17Lorsqu’il s’agit d’un mariage clandestin aux circonstances moins rocambolesques mais qui devient l’objet d’une procédure visant à le défaire, l’amour n’en est pas forcément absent. L’opposition des familles se laisse lire en filigrane mais la peur de se tromper enjoint souvent l’historien à se méfier des indices donnés par la partie adverse. Les unions « libres », transportées au prétoire parce que litigieuses, n’ont pas toujours pour seule origine la séduction par promesse de mariage pour obtenir les faveurs sexuelles d’une jeune fille ou la quête d’une fortune facilement acquise. D’ailleurs, les familles ont parfois fort à faire pour récupérer leur « pion » et lui faire épouser le parti qu’elles désirent. Si l’on en croit Diego de Puente, Angela de Villareal et lui-même n’entendaient pas être séparés, même s’ils perdent la main sur leur destin en 1527. Pourquoi ne pas croire Diego et lui imputer des raisons moins nobles pour expliquer sa résistance au libelle jactatoire déposé contre lui ?26 Angela le dénonce pour jactance matrimoniale, c’est-à-dire pour prétention fausse de mariage. Elle nie qu’ils sont mariés.

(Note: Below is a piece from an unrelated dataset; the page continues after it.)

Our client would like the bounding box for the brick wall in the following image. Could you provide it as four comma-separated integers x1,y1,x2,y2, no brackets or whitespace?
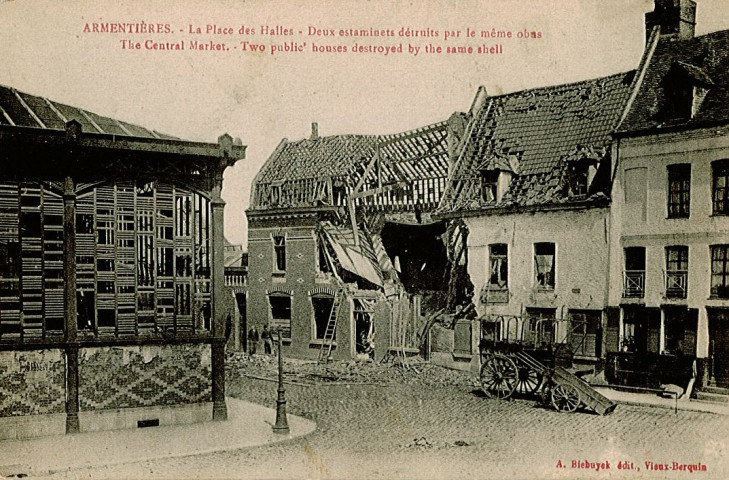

  • 27 ADZ, Causas civiles, Caja A 22-66, 1527, s.f., « (…) y la dicha Angela de Villareal mi esposa respo (...)
  • 28 ADZ, Causas civiles, Caja A 22-66, 1527, s.f., « Ytem mas dixo que despues de desposados, su madre, (...)
  • 29 ADZ, Causas civiles, Caja A 22-66, 1527, s.f., « (…) estando la dicha Angela de Villareal mi esposa (...)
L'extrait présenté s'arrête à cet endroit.